Article – Le groupement territorial social et médico-social, un presque GHT pour le secteur médico-social ?

Catégorie : Organisation sanitaire et médico-sociale Statuts des personnels hospitaliers
Date : 20/07/2023

Kelly Vang, consultante au centre de droit JuriSanté du CNEH


Article paru dans la revue Gestions Hospitalières, n° 627 – juin 2023

Le 29 mars 2023, l’Agence nationale de la performance sanitaire et médico-sociale (ANAP) a publié un rapport qui invite les établissements et services sociaux et médico-sociaux (ESMS) aux regroupements mais aussi, et surtout, aux coopérations. Les groupements de coopération sociaux et médico-sociaux (GCSMS) sont notamment préconisés pour l’adaptabilité et l’agilité qu’ils permettent dans la gestion et la mutualisation des fonctions. La complexité d’un tel montage est reconnue et soulignée mais l’ouverture des possibilités rend cet outil davantage recommandé par rapport aux autres formes de coopérations.

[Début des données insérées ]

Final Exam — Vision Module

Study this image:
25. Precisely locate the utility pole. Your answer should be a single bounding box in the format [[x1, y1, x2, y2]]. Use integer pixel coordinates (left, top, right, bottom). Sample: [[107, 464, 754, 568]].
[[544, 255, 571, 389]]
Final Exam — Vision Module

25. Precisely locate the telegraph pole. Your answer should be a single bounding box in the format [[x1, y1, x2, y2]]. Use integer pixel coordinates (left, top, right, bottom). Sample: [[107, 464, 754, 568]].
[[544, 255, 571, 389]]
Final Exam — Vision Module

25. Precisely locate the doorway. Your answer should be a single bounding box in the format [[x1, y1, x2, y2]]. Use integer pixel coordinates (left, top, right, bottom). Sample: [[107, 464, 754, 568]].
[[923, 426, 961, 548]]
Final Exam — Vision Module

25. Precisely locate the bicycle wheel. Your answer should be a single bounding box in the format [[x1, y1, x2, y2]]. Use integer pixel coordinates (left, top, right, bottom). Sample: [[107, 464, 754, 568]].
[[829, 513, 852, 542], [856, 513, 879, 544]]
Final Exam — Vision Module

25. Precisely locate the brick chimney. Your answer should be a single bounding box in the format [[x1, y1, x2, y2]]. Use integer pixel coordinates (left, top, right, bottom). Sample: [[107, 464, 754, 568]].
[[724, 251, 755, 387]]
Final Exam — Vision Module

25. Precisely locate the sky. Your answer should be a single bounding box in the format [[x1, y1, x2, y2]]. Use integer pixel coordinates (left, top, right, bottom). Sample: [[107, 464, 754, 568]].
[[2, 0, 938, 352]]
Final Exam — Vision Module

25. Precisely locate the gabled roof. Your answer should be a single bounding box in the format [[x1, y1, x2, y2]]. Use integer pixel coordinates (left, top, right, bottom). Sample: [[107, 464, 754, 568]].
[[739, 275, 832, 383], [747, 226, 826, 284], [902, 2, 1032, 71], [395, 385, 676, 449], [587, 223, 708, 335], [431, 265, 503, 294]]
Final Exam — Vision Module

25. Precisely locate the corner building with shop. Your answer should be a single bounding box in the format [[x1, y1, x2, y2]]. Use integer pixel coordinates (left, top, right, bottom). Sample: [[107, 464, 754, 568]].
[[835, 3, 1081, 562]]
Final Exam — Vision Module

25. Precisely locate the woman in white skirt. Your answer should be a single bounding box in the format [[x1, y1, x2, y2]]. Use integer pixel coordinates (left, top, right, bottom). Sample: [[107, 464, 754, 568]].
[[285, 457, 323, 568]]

C’est dans cet objectif que s’inscrivent les derniers dispositifs prévus par la proposition de loi « Mesures pour bâtir la société du bien vieillir en France », notamment avec les amendements 1380 modifié et 1391, adoptés en séance le mercredi 12 avril 2023. Ils imposent aux ESMS de se réunir au sein d’un même Groupement territorial social et médico-social (GTSMS), peu ou prou à l’instar des Groupements Hospitaliers de Territoire (GHT) connus dans le domaine sanitaire.

L’alliance de ces établissements en GTSMS permettrait de faire face à un phénomène d’atomisation qui touche aujourd’hui les établissements d’hébergement pour personnes âgées dépendantes (EHPAD) publics ; contrairement aux structures privées qui ne font pas face à un paysage aussi morcelé.

Ce nouveau dispositif devrait entrer en vigueur à compter du 1er janvier 2025, si la loi est adoptée, et prévoit une période transitoire de 3 ans. Il ne sera imposé que sur le territoire métropolitain, l’obligation ne s’appliquant pas aux territoires et collectivités d’outre-mer.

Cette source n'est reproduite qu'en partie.